= Murray Dowson =

Canadian politician

Murray Dowson (1915 – before 2002) was a Canadian Trotskyist politician.

Dowson was born in Toronto, Ontario. In the mid-1930s, Murray joined the Workers' Party of Canada while a student at York Memorial Collegiate. He later joined B. J. Field's League for a Revolutionary Workers Party before rejoining the Trotskyists. He took his brother, Ross Dowson, to some Trotskyist meetings, after which Ross also decided to join. Several other members of the Dowson family were also recruited to Trotskyism.

The group was banned at the start of World War II, and many of its established leaders left politics. With his brother, Murray maintained an underground newspaper, and this gave them the impetus to found the Revolutionary Workers Party (RWP). Murray became editor of its newspaper, Labour Challenge, then briefly co-editor of a Quebec edition of the French Trotskyist paper, La Verité.

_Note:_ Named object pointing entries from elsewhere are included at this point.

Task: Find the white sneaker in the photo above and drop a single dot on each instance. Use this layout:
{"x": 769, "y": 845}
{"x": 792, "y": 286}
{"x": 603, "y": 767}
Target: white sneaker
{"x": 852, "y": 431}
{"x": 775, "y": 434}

In 1953, there was a major split in the Fourth International, to which the RWP was affiliated. In response to this, Murray theorised that World War III was imminent, and that given the weakness of the RWP, it was necessary to immediately enter the Cooperative Commonwealth Federation (CCF). Joining with his brother-in-law, Joe Rosenthal and some supporters, he split from the RWP. The following year, he attended the Fourth Congress of the Fourth International, but walked out. His tendency in the CCF soon disappeared, but he remained an active trade unionist. He eventually politically reconciled with his brother and was a regular speaker at forums held by the Socialist League in the 1970s.